Little Italy in New York City was once home to the large Italian community in the city but since then things have changed and Little Italy is more of a tourist destination than anything else, it’s also a much smaller region than it once was. For visitors is almost a must on the list of things to see and do and for locals it’s a must for really incredible Italian cuisine.
One way to really learn about Little Italy is by taking a walking tour of the neighborhood led by an informed guide. The walk encompasses the current Little Italy region and the old one so it’s a lot of walking and takes a couple hours. On the walking tour you will hit at least 12 different stops which include eight New York City landmarks and seven national landmarks. If you’re thinking about spending some time in Little Italy then this tour is an excellent way to acquaint yourself with the region and to get a glimpse at some places that you may want to return to and explore further.
Construction started on St. Patrick’s Cathedral in 1858 but the doors weren’t opened to the public until 1879. Then Archbishop John Hughes had a vision of a church that was an architectural feat worthy of admiration but the location he selected was considered too far outside the city to really attract a following. It’s hard to envision that sentiment when St. Patrick’s Cathedral today sits in the center of the city. The original gothic structure is truly one of the most magnificent architectural structures but it wasn’t totally complete when the doors were opened, in fact throughout the years additions and restorations have occurred to make the cathedral what it is today. Masses are still held regularly at St. Patrick’s Cathedral and Walk In Tours are conducted a few times each week, check the online schedule to see if anything coincides with your visit.

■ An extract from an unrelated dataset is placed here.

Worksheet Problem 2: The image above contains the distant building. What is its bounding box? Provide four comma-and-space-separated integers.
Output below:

Foley Square in the Little Italy area of New York City is a green space area where visitors can enjoy a picnic in the park. But the real interest in Foley Square lies in its history. The park was named after an important figure in the late 1800’s and early 1900’s, Tom Foley. Tom Foley was a leader of the infamous Tammany Hall, a political group that played a major role in controlling New York City politics. Situated around Foley Square currently are several civic buildings with their original facades and colonnaded entrances. In the square itself are five bronze historical medallions in the sidewalks that tell the history of the park and the surrounding area. One spot to take particular notice of is the African Burial Ground National Monument.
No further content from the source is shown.